自律神経失調症

気分障害であるうつ病とめまいや立ちくらみが起きる自律神経失調症

ふとした拍子に立ちくらみが起こる、めまいがする、身体がだるい、食欲がない、漠然と不安に感じることがある・・・このような症状は「自律神経失調症」に多く見られる症状です。

自律神経失調症とは、自律神経である「交感神経」と「副交感神経」のバランスが取ることができなくなり、そのバランスの乱れが影響して身体的な症状や精神的な症状が現れてくる病気です。

特にめまいや立ちくらみなどは自律神経失調症の代表的な症状で、ストレスが溜まっていたり、身体に疲れが溜まっていると症状が現れやすくなります。

また、もともと真面目な性格の人、ストレスを溜め込んでしまう性格の人などは、自律神経失調症を発症しやすいと言われています。

自律神経は身体的なバランスだけではなく、精神的なバランスを保つためにも重要な器官となっているため、過度のストレスによって精神的に負担がかかると心のバランスは崩れてしまいます。

これが不安やイライラ、気分の落ち込みといったうつ状態を引き起こしてしまうこともあり、自律神経失調症からうつ病を発症してしまうケースも少なくありません。自律神経失調症とうつ病は深い関わりがあるのです。

ここからは、自律神経失調症とうつ病の関係性について詳しく見ていくことにしましょう。自律神経失調症とうつ病はどちらもうつ状態が引き起こりますが、見た目からはそのうつ状態の程度に大きな差が見られるわけではありません。

気分が優れない、ちょっとしたことでイライラする、憂うつ感が続くなどのうつ病の症状は、自律神経失調症にもうつ病にも見られています。

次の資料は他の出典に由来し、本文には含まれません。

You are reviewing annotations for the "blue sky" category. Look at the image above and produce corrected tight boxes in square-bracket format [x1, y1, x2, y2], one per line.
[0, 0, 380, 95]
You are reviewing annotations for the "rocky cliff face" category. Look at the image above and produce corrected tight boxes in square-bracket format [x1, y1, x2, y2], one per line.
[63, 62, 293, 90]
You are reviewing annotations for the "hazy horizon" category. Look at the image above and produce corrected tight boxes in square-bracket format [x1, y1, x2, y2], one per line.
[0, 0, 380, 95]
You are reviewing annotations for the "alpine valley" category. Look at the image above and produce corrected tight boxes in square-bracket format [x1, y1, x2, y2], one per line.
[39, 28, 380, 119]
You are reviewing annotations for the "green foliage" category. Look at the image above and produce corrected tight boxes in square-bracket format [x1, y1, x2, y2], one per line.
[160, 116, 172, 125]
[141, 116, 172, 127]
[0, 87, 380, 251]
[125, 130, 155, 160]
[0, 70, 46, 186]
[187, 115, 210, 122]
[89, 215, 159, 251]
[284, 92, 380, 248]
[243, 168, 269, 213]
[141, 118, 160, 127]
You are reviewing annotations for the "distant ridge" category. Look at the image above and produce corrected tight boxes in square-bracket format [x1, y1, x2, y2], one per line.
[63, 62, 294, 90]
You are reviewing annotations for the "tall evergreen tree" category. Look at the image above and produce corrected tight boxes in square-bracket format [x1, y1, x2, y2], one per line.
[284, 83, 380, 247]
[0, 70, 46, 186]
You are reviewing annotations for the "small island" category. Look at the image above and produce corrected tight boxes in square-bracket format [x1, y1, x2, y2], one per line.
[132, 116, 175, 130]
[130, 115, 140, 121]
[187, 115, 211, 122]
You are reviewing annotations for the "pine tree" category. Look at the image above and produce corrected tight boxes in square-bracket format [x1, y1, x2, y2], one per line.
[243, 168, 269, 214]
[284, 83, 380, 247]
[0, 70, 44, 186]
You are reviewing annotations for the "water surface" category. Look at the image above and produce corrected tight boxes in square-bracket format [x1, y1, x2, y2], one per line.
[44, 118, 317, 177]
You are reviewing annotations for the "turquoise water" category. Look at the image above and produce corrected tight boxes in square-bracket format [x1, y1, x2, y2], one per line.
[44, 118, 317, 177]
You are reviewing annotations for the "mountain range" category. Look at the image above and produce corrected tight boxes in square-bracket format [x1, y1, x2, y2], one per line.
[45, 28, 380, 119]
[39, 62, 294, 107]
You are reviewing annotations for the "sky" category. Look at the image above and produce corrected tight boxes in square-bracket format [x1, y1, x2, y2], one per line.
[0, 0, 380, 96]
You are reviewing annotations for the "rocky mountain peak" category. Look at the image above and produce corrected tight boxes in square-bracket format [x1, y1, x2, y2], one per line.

しかし、自律神経失調症の場合は「気分障害」というわけではなく、自律神経のバランスが乱れていることが大きな原因となっているので、自律神経のバランスを整えていくことで症状は緩和されていきます。

一方、気分障害であるうつ病は、自律神経失調症に比べてうつ状態の波があることが特徴的で、特に朝はうつ状態が強く、夕方になるにつれて気分が楽になっていく傾向が見られています。

自律神経失調症の場合は時間によるうつ状態の変化はあまり見られないため、同じようなうつ状態でもうつ病とはまた違ったタイプのうつ状態であることが言えます。

うつ病は感情の波が激しいため、うつ状態に陥った時はエネルギーを感じられなくなってしまうことも少なくありません。

症状としてはあまり変わりはないのですが、やはり比べてみると自律神経失調症よりもうつ病の方がうつ状態になることが多いと見られています。

また、うつ病は抗うつ剤などを使用した薬物療法で治療を行なっていくことができますが、自律神経失調症のうつ状態にも抗うつ剤による治療が用いられることがあります。

ただ、自律神経失調症は自律神経のバランスを整えていくことが重要なので、まずはストレスを軽くする、生活リズムを整えるなど、自分でできる治療法から始めてみることをおすすめします。